Scientists have long been troubled by conspicuous evidence that contradicts evolution theories, including prominent gaps in the fossil record, the "Cambrian explosion," and the complexities of advanced organ systems, which many scientists concede are unlikely to have occurred by natural selection. But the basic theory has persisted, year after year, in the absence of any plausible alternatives. To be sure, scientists continue to debate various aspects of the theory, and some remain unconvinced that natural selection, at least as articulated by Darwin, is the sole or even the primary mechanism of evolution. But the critical premise of all evolution theories -- that all life on Earth diverged from a single primordial organism, or from just a few -- seems to be regarded as beyond reproach.
Given our cultural environment, it is understandable that much of the evidence that contradicts evolution has been simply ignored, while other evidence has been misinterpreted to falsely corroborate evolution theory. Taxonomists, for example, have long pointed to superficial morphological similarities among dissimilar organisms as evidence that they diverged from a common ancestor. Invertebrates contain body fluids that resemble vertebrate blood in both viscosity and function (if not color), and it is therefore only natural to assume that invertebrate "blood" is a very distant cousin to our own. Invertebrates also exhibit respiratory, digestive and endocrine systems, and structural features such as eyes, and what we call "mouth parts," and "arms" and "legs," so it seems entirely plausible that our own ancestors mutationally branched off from invertebrates not too far from the shores of the primordial pond.

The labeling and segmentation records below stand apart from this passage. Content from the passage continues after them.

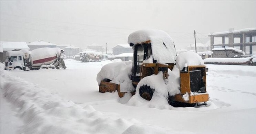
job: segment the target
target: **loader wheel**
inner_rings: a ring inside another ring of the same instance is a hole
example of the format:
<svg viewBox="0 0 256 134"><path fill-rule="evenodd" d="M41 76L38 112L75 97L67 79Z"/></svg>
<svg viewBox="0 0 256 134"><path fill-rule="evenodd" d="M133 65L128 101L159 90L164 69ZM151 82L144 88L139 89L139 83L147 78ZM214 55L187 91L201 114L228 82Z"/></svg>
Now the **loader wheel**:
<svg viewBox="0 0 256 134"><path fill-rule="evenodd" d="M20 66L16 66L16 67L14 67L14 69L13 69L14 70L14 69L20 69L20 70L23 70L23 69L22 69L22 68L21 67L20 67Z"/></svg>
<svg viewBox="0 0 256 134"><path fill-rule="evenodd" d="M154 89L152 89L150 86L147 85L143 85L140 87L140 95L144 99L150 100L152 99L153 93L154 92Z"/></svg>
<svg viewBox="0 0 256 134"><path fill-rule="evenodd" d="M181 102L176 101L175 100L175 97L174 96L170 96L168 97L168 103L170 105L174 107L194 107L196 106L196 103L186 103L184 102Z"/></svg>

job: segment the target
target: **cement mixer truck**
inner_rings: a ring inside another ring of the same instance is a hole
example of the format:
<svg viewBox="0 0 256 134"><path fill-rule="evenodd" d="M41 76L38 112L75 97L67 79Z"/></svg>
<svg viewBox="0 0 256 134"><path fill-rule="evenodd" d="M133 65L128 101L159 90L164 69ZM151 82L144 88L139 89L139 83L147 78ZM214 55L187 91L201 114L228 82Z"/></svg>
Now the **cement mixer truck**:
<svg viewBox="0 0 256 134"><path fill-rule="evenodd" d="M8 51L6 53L5 69L24 71L43 69L66 69L64 51L59 48L41 48Z"/></svg>

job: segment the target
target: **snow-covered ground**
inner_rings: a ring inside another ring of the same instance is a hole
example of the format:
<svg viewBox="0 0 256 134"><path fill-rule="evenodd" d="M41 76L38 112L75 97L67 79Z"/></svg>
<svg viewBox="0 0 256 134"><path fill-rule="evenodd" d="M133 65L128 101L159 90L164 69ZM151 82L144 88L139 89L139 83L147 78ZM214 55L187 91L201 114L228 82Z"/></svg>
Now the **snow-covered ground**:
<svg viewBox="0 0 256 134"><path fill-rule="evenodd" d="M66 70L28 71L1 63L1 134L255 133L255 66L207 65L208 105L174 108L99 93L98 72L118 60L65 61Z"/></svg>

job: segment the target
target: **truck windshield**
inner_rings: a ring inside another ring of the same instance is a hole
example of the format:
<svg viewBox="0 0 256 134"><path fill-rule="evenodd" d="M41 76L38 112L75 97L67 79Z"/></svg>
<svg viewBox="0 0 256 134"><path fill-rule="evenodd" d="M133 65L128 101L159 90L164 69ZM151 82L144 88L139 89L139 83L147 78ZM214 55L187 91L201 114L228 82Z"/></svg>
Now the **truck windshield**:
<svg viewBox="0 0 256 134"><path fill-rule="evenodd" d="M17 61L17 56L11 56L10 57L10 60L12 62Z"/></svg>

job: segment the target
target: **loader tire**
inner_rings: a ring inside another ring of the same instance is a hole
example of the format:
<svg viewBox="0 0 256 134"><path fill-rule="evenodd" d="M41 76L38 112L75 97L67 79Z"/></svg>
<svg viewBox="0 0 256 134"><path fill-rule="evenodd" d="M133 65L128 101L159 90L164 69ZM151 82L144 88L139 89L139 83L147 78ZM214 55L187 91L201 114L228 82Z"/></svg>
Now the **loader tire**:
<svg viewBox="0 0 256 134"><path fill-rule="evenodd" d="M147 85L143 85L140 87L139 89L140 95L144 99L150 100L152 99L153 93L154 92L154 89L152 89L150 86L148 86Z"/></svg>
<svg viewBox="0 0 256 134"><path fill-rule="evenodd" d="M196 103L186 103L176 101L175 97L174 96L170 96L168 97L168 103L169 104L174 107L194 107L196 106Z"/></svg>
<svg viewBox="0 0 256 134"><path fill-rule="evenodd" d="M16 67L14 67L14 69L13 69L14 70L14 69L20 69L20 70L23 70L22 69L22 67L20 67L20 66L16 66Z"/></svg>

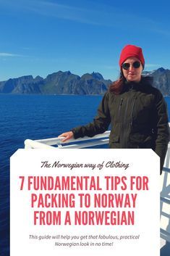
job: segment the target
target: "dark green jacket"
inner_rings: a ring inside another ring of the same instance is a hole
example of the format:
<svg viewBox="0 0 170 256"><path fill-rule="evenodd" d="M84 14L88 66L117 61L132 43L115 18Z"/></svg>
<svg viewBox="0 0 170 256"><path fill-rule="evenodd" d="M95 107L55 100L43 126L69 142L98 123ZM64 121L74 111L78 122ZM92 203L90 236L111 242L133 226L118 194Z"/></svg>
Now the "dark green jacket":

But most taxonomists are not molecular biologists. And molecular biologists have now determined that the vertebrate genes and invertebrate genes for most seemingly comparable organ systems, structural features and biochemical processes are utterly dissimilar. The development, composition and functionality of human blood, for example, is governed by more than 600 genes, but not one of them has yet been found to be even remotely similar in molecular structure to any of the known genes that code for invertebrate "blood." If all life on Earth had descended from a common ancestor, then we would surely expect to find recurring patterns of structural similarities among different organisms' genes for comparable morphological and biochemical features. This expectation has become even more compelling in light of our newly sophisticated understanding of genes' molecular structures, and researchers have searched hard for this molecular evidence that would corroborate evolution theory. But much to the surprise of confirmed evolutionists who have tried, absolutely no evidence of evolutionary relatedness has yet been found in exhaustive comparisons of the structural features of dissimilar organisms' genes for "blood"; or for comparable biochemical processes such as coagulation; or for comparable metabolic systems such as respiration, immunity and other systems. Only a few isolated single-gene similarities have been identified, and these do not even begin to constitute the sort of systematic pattern that we would expect to find in organisms sharing a common ancestry. Indeed, the disjointedness of the gene similarities corroborates instead the "mix-and-match" scenario of random, independent genome assembly from a rich gene pool in the primordial pond!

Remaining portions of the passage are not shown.